Jornal São Vicente: o porta-voz escondido da hipocrisia.


Antes de mais quero agradecer a existência deste espaço, o Correio da Madeira (Madeira Opina), pelo debate, exposição de ideias e denúncias publicas.

A final, pasme-se: o Jornal São Vicente parece ter descoberto uma nova vocação, bem mais curiosa do que a de informar. Em vez de cumprir a missão básica de qualquer órgão de comunicação social — relatar factos de interesse público — decidiu abraçar um papel que nunca lhe foi atribuído: o de dar “likes” seletivos a comentários de militantes e simpatizantes de uma só cor política.

Pode parecer detalhe menor, mas não é. Num concelho pequeno, onde cada gesto tem peso simbólico, o simples ato de um jornal demonstrar preferência nas opiniões dos leitores revela aquilo que muitos já suspeitavam: parcialidade mascarada de isenção. E quando um jornal se põe a concordar ou discordar, em vez de apenas noticiar, perde imediatamente a legitimidade de se apresentar como veículo da “verdade dos factos”.

A questão é simples: um jornal não é um militante. Um jornal não deve levantar bandeiras, não deve acenar corações, não deve distribuir aplausos partidários em perfis pessoais de cidadãos. O espaço das redes sociais serve para debate entre leitores, para a troca livre de argumentos e opiniões. Mas o jornal? Esse deveria ser árbitro, não jogador.

Ora, o que se viu no caso recente é inaceitável. Um comentário numa página pessoal de Facebook gerou reação não apenas de outros utilizadores, mas também do próprio Jornal São Vicente — que se apressou a premiar com “gosto” todas as opiniões alinhadas com um partido específico. Ironia das ironias: o mesmo jornal que proclama estar “ao lado da verdade dos factos” esquece-se de que a verdade não se mede em aplausos virtuais, nem se escolhe consoante a cor da camisola.

O resultado é grave. Porque quando um jornal abdica da imparcialidade, transforma-se.

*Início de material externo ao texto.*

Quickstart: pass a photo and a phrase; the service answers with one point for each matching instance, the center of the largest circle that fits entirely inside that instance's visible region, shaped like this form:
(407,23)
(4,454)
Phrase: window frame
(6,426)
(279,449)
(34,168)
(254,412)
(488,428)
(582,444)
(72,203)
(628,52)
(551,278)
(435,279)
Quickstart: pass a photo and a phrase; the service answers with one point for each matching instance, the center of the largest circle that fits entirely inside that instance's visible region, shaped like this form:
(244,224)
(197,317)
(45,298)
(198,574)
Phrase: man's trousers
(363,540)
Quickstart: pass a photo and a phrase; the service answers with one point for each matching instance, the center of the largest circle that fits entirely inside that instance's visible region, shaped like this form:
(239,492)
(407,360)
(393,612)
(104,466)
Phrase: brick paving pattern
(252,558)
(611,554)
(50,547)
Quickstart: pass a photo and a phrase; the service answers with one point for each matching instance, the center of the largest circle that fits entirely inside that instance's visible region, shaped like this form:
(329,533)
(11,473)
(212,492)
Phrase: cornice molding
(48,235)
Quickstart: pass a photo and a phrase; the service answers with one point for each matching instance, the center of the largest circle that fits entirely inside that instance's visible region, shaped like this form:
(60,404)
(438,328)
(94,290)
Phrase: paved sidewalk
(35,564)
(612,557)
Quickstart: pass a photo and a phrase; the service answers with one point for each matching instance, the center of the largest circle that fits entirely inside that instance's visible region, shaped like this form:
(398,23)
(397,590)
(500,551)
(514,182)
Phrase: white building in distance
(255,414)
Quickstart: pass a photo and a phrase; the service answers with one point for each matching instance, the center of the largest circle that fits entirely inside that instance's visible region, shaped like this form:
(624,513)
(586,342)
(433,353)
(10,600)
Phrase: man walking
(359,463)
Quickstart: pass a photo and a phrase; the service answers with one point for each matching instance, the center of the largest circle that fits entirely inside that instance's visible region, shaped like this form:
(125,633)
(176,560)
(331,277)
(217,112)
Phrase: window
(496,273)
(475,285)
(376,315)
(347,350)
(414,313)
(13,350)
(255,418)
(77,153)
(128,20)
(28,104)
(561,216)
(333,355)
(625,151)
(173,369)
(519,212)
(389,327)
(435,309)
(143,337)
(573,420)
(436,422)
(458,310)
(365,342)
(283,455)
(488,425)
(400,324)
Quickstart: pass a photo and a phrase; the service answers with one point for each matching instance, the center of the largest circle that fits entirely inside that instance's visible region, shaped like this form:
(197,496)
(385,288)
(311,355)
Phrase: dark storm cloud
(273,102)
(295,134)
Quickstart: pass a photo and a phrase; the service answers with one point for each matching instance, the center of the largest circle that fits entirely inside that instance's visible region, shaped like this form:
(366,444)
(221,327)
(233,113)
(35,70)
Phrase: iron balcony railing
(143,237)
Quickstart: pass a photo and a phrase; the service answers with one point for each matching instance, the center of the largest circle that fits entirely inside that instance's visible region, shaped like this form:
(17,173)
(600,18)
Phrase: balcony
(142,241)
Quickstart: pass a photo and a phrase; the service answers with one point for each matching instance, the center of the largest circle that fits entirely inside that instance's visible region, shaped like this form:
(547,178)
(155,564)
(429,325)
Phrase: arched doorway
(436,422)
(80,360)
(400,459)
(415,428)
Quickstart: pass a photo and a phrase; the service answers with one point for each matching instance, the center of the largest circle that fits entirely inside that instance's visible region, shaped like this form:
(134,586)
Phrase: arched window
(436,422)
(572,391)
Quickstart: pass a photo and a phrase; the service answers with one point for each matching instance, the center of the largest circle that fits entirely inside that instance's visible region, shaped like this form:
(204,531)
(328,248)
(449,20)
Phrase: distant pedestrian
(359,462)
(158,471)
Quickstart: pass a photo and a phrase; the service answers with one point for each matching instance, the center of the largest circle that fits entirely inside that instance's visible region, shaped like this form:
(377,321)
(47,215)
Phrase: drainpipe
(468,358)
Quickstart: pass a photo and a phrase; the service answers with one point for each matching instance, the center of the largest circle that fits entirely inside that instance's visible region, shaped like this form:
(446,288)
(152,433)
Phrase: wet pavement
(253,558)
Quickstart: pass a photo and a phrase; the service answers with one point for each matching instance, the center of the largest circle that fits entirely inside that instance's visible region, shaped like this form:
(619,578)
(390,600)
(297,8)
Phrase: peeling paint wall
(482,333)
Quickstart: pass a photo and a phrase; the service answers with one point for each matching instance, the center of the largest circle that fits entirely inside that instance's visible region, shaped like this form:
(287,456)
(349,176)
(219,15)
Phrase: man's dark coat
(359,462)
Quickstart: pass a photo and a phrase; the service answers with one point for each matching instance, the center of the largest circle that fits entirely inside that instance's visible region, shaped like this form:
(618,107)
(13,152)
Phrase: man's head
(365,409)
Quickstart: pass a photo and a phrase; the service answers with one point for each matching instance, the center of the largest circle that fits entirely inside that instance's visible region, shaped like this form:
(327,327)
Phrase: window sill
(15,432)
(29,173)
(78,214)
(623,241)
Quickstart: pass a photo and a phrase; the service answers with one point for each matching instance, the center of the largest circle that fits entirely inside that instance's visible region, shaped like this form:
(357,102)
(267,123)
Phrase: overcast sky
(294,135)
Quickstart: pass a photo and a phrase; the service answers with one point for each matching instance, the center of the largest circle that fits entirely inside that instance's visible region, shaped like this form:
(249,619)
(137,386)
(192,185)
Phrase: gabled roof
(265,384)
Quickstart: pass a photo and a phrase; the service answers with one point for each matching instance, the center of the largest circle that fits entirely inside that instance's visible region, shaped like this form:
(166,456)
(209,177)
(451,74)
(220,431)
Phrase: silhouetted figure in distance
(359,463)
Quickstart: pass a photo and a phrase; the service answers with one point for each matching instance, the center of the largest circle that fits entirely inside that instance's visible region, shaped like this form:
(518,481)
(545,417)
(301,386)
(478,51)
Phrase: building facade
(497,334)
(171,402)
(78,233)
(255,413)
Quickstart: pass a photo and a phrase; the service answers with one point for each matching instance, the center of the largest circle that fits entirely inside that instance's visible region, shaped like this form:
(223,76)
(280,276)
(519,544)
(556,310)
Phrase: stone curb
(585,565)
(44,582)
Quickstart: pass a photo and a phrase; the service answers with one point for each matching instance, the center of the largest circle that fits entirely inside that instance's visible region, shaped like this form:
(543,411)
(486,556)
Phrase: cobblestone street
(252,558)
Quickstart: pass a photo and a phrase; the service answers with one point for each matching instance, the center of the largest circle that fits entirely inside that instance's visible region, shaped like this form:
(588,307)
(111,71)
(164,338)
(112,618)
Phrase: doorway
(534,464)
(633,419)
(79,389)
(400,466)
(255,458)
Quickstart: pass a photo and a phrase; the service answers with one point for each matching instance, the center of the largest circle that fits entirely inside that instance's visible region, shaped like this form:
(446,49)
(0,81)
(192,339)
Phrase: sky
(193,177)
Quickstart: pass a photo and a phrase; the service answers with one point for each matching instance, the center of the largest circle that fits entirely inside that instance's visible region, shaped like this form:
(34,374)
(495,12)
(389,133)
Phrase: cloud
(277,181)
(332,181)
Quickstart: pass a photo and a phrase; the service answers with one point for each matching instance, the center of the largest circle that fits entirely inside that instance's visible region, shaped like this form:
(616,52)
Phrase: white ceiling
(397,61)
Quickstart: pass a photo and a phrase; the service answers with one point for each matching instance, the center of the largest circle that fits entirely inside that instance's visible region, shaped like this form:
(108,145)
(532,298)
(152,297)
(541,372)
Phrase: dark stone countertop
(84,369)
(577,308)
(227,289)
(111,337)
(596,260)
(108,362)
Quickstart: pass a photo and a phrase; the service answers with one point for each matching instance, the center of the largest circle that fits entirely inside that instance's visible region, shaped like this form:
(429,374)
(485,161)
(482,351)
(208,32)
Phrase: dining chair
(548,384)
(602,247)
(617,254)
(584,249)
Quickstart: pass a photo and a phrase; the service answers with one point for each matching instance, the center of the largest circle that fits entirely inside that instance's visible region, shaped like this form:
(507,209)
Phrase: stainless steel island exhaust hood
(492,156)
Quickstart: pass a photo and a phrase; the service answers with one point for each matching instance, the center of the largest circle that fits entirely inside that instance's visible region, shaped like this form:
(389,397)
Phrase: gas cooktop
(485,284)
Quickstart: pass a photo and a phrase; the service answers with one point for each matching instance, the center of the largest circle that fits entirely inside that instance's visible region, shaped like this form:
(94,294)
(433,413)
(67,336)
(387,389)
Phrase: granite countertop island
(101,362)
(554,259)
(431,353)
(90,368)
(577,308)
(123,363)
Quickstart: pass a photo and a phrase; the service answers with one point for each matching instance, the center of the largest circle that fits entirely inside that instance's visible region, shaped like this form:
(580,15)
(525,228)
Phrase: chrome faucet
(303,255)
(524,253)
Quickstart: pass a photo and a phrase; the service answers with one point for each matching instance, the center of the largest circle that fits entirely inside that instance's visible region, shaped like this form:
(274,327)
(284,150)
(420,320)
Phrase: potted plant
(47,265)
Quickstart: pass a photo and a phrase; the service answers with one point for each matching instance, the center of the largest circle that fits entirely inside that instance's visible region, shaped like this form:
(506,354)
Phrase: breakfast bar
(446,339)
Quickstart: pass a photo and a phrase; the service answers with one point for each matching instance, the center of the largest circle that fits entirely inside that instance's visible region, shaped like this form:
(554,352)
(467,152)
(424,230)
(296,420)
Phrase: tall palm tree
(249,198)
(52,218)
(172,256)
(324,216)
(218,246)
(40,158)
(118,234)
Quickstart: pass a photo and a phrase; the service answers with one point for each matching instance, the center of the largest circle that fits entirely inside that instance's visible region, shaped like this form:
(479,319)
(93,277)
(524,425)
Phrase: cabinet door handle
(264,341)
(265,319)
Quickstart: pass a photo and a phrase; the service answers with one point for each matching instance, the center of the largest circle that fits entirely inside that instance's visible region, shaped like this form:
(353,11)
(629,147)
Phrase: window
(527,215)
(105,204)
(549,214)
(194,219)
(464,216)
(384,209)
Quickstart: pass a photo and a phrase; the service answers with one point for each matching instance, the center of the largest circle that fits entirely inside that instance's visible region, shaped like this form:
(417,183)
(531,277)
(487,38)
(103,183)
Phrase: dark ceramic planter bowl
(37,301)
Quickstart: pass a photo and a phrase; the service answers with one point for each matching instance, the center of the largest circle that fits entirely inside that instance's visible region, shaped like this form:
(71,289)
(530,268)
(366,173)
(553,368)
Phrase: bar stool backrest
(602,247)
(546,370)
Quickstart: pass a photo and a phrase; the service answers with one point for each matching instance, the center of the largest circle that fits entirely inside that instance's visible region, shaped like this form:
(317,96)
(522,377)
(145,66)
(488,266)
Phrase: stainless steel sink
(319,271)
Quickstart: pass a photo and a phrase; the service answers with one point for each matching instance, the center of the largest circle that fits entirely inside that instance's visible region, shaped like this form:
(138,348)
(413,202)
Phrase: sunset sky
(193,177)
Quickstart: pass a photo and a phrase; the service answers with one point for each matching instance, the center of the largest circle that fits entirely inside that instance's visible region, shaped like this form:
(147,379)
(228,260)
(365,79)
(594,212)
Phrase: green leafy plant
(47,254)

Deixa de ser um meio de informação e passa a ser um megafone. Deixa de ser referência para a comunidade e passa a ser caricatura de si próprio. E, neste caso, assume o papel de porta-voz não oficial de um partido. Sim, em São Vicente, o jornal local já se comporta como um suplemento da máquina política, uma espécie de “folheto encadernado” ao serviço de interesses particulares.

É preciso dizê-lo sem rodeios: isto é hipocrisia. Hipocrisia saloia, atrevida, e perigosa. Um jornal que tanto fala de verdade deveria primeiro praticar a neutralidade que exige. Deveria recusar ser cúmplice em guerras políticas, e não cair na tentação infantil de mostrar a sua simpatia partidária através de cliques apressados.

Mais ainda: se realmente quer tomar partido, que o faça às claras. Que escreva, preto no branco, no cabeçalho da sua página e nas edições impressas: “Somos um órgão partidário.” Ao menos os leitores saberiam ao que vão. Mas fingir imparcialidade enquanto se distribui apoio seletivo é manobra que ofende a inteligência da população.

O jornal não deve esquecer que vive da confiança do público. E confiança não se compra, não se finge, não se manipula. Conquista-se com rigor, seriedade e equidistância. Um jornal que se apresenta como “ao lado da verdade dos factos” e, ao mesmo tempo, mostra alinhamento descarado com um partido, está a trair essa promessa. Está a perder a sua dignidade editorial e, com ela, a confiança dos leitores.

Aqui não se trata de concordar ou discordar de ideologias. Trata-se de um princípio simples e universal: a informação tem de ser livre, transparente e independente. Se o Jornal São Vicente prefere ser altifalante de um partido, que o assuma. Mas não venha vender imparcialidade quando já não passa de propaganda.

Por isso, basta de fingimento. Basta de likes seletivos. Basta de hipocrisia disfarçada de jornalismo. O concelho precisa de notícias, não de truques baratos. Precisa de verdade, não de manipulação. Precisa de imprensa que informe, não de órgãos que se comportam como caixas de ressonância.

Em resumo: chega de hipocrisia saloia no Jornal São Vicente.